Mr. Obama knows that in communities we help each other. He also knows that "each other" is the two-way street of mutual support and inter-dependent effort. He is a uniter, not the divider Mitt called him. Mitt is not a man of the people.
He sets himself above others as a self-made and a self-defined success. This is elitist and divisive. The less successful are diminished as less deserving and are responsible for their own situations.
Are we our brother's keepers? We say we believe in brotherhood. But the emphasis of Romney and Paul Ryan is the conservative one. Ryan's budgets speak his philosophy. They cut back most social programs.
Together they think that efforts to promote equity and fairness get in the way of just allowing the cream to rise to the top. For them, the homogenization of a level playing field is like diluting opportunity. They favor a hands-off freedom to foster individual initiative without regulation, and individual achievement is supposed to follow.
They credit individual initiative as the main source and support of success. For them, that means more economic growth, however how ill-distributed are the rewards. Hence comes the false dictum that appropriately high taxes on the high incomes of the rich will hurt small businesses by discouraging "job creators." Also the myth that a booming stock market is good news for all of us. It is not, for its benefits go mainly to the already well-off.
Both Romney and Ryan disparage the dependency of the poor, as though it has been chosen out of weakness. In effect, they are blaming the poor for their own disadvantage.
This seems to free Republicans from supporting social safety nets as enabling. They are inclined to ally government with the well-to-do. They would cut taxes on the wealthy, for example, even at the expense of social supports for working people.
For them, social dependency is a chosen affliction, aided and abetted by social programs. That is an ideology of social division, a kind of self-fulfilling prophesy that deadens the perception of opportunity for those who are near the bottom.
But it also wipes clear the conscience of the well-to-do. They can take credit for themselves while disavowing responsibility for the inequity they build into our society, and worse yet, built into the world.

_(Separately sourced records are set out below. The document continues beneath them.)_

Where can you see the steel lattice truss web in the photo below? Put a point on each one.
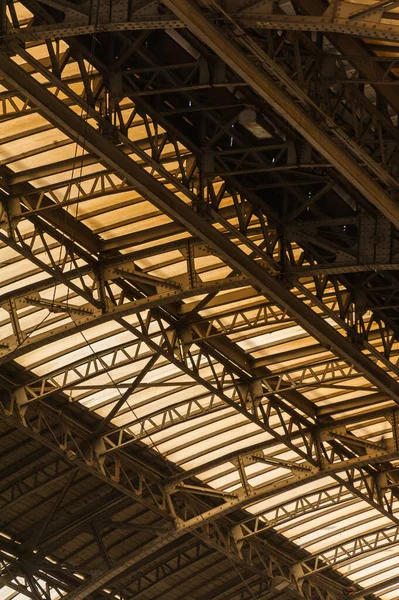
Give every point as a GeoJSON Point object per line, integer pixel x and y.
{"type": "Point", "coordinates": [199, 328]}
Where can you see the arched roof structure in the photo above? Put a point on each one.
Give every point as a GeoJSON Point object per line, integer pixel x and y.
{"type": "Point", "coordinates": [199, 297]}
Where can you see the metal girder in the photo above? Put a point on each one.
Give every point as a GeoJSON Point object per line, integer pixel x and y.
{"type": "Point", "coordinates": [366, 223]}
{"type": "Point", "coordinates": [262, 83]}
{"type": "Point", "coordinates": [66, 437]}
{"type": "Point", "coordinates": [343, 20]}
{"type": "Point", "coordinates": [343, 553]}
{"type": "Point", "coordinates": [69, 122]}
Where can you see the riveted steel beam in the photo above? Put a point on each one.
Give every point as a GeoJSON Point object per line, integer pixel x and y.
{"type": "Point", "coordinates": [160, 196]}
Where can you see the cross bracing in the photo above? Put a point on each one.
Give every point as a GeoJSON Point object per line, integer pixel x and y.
{"type": "Point", "coordinates": [198, 299]}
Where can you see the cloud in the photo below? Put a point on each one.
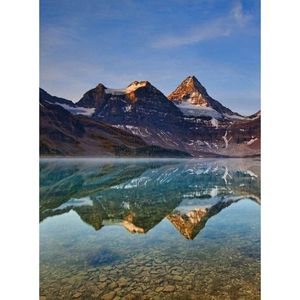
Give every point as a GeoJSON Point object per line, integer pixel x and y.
{"type": "Point", "coordinates": [220, 27]}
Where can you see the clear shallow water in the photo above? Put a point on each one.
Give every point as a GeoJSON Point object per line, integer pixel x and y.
{"type": "Point", "coordinates": [146, 229]}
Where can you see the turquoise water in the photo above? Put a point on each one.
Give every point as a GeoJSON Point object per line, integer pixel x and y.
{"type": "Point", "coordinates": [150, 229]}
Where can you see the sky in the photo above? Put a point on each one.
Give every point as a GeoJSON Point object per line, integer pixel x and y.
{"type": "Point", "coordinates": [114, 42]}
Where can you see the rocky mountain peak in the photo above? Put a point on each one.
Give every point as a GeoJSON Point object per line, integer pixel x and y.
{"type": "Point", "coordinates": [192, 91]}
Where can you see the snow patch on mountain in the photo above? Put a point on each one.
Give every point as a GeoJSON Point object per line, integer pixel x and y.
{"type": "Point", "coordinates": [189, 109]}
{"type": "Point", "coordinates": [77, 110]}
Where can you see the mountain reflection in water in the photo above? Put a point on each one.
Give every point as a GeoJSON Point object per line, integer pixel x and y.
{"type": "Point", "coordinates": [139, 194]}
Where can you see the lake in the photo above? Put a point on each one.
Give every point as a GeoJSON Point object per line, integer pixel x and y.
{"type": "Point", "coordinates": [150, 229]}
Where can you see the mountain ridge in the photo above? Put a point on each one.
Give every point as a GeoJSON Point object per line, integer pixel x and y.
{"type": "Point", "coordinates": [189, 120]}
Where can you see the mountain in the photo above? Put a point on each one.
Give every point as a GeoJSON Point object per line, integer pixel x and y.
{"type": "Point", "coordinates": [65, 133]}
{"type": "Point", "coordinates": [192, 98]}
{"type": "Point", "coordinates": [188, 121]}
{"type": "Point", "coordinates": [138, 104]}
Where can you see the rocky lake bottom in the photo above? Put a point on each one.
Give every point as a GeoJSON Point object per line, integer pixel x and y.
{"type": "Point", "coordinates": [181, 229]}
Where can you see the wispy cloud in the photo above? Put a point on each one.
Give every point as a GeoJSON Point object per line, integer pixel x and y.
{"type": "Point", "coordinates": [236, 20]}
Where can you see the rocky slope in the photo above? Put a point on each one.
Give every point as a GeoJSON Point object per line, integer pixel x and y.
{"type": "Point", "coordinates": [189, 120]}
{"type": "Point", "coordinates": [63, 133]}
{"type": "Point", "coordinates": [193, 99]}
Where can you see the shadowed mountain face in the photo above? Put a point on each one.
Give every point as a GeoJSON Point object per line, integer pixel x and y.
{"type": "Point", "coordinates": [140, 194]}
{"type": "Point", "coordinates": [72, 134]}
{"type": "Point", "coordinates": [189, 121]}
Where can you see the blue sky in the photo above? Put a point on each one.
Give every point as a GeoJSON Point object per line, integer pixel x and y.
{"type": "Point", "coordinates": [85, 42]}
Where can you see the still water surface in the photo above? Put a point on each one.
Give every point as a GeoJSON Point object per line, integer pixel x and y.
{"type": "Point", "coordinates": [149, 229]}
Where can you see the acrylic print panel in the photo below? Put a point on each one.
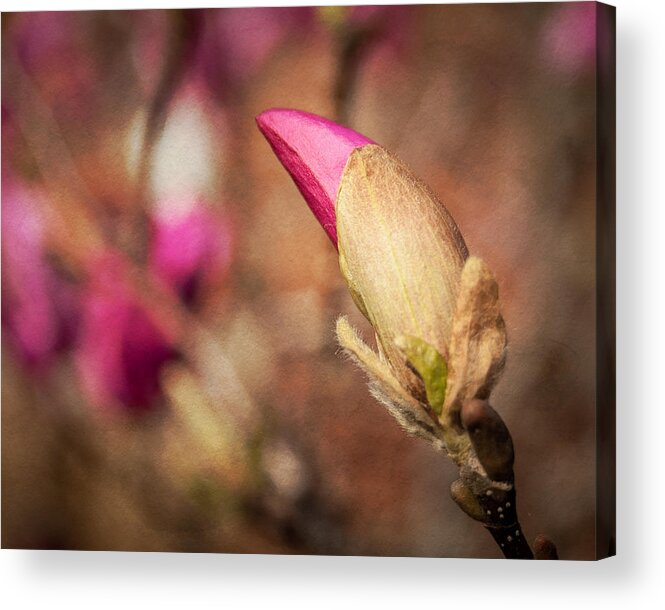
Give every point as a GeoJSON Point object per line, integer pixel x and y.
{"type": "Point", "coordinates": [187, 351]}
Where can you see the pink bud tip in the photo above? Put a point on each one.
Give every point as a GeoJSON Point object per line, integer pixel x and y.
{"type": "Point", "coordinates": [314, 151]}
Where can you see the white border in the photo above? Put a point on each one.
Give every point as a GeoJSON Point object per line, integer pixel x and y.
{"type": "Point", "coordinates": [103, 580]}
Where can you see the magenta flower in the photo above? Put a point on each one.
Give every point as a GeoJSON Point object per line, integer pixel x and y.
{"type": "Point", "coordinates": [122, 346]}
{"type": "Point", "coordinates": [38, 306]}
{"type": "Point", "coordinates": [190, 250]}
{"type": "Point", "coordinates": [314, 151]}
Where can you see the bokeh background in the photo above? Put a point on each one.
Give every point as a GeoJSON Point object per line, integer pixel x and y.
{"type": "Point", "coordinates": [170, 378]}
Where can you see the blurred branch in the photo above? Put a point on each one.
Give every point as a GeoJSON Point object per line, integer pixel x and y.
{"type": "Point", "coordinates": [488, 494]}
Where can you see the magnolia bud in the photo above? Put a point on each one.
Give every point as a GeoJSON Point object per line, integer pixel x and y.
{"type": "Point", "coordinates": [440, 334]}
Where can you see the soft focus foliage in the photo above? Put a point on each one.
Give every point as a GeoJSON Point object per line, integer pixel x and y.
{"type": "Point", "coordinates": [170, 376]}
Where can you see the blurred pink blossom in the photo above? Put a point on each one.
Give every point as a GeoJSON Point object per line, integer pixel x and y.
{"type": "Point", "coordinates": [237, 41]}
{"type": "Point", "coordinates": [38, 306]}
{"type": "Point", "coordinates": [52, 49]}
{"type": "Point", "coordinates": [570, 37]}
{"type": "Point", "coordinates": [190, 249]}
{"type": "Point", "coordinates": [389, 30]}
{"type": "Point", "coordinates": [122, 345]}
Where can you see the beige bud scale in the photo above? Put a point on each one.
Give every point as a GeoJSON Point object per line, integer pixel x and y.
{"type": "Point", "coordinates": [408, 271]}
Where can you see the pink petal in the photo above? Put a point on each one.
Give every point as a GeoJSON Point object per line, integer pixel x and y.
{"type": "Point", "coordinates": [314, 151]}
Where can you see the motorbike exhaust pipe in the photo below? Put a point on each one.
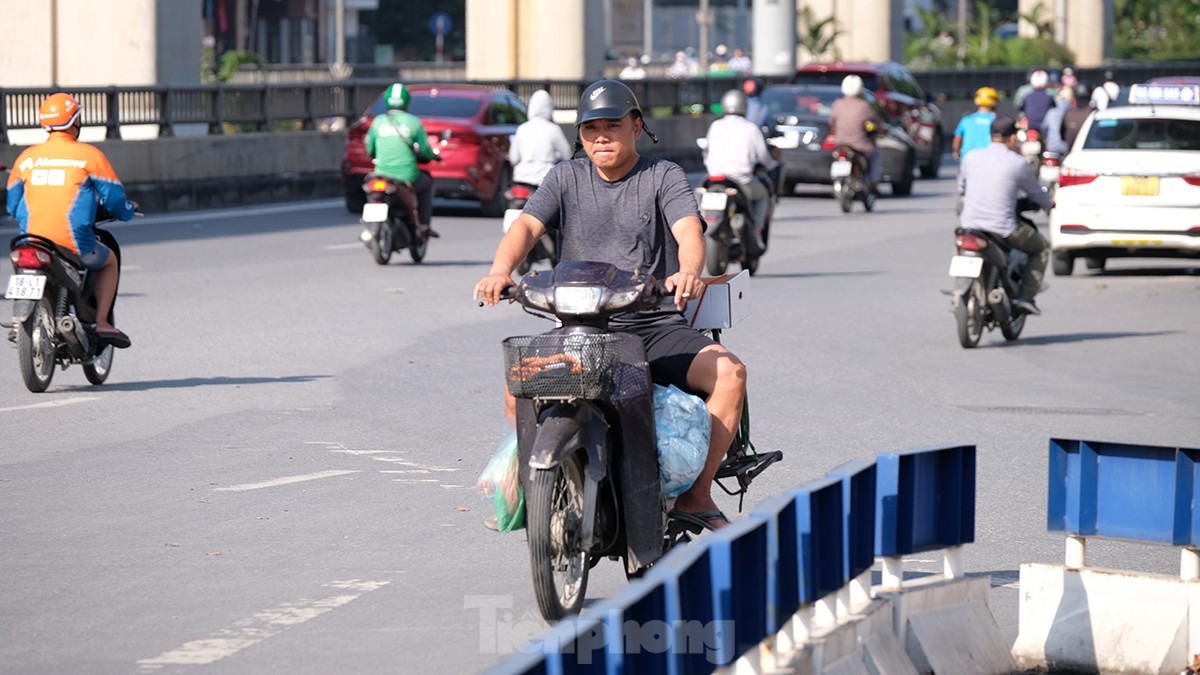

Half the world starves, suffers, is stymied and helpless in disarray and deprivation. There is plenty of food for all, but all do not get a seat at the table.
Some of us are deliberately corrupt, selfishly stealing and hoarding. And some of us are essentially indifferent, seeing starvation as something that is unfortunate, but over there somewhere else, beyond our purview _ just a moment of ugly news on the TV.
The issue of human suffering is seldom presented in a humanistic way. Most of us feel no pain, and we pay little heed to those of us who do. Republicans tell us that taxes and social programs both have to be cut, because they make government too big.
Overall, we are always reminded that people are supposed to look after their own needs. Individuals are responsible for themselves despite swimming in strong international currents beyond any one person's control. The message is not to worry about those irresponsible people, their problems are their own fault.
Freedom is defined in terms of having no restrictive regulations to hamper profit-taking. The resulting progress is supposed to filter down to those at the bottom.
Perhaps the filter has become clogged.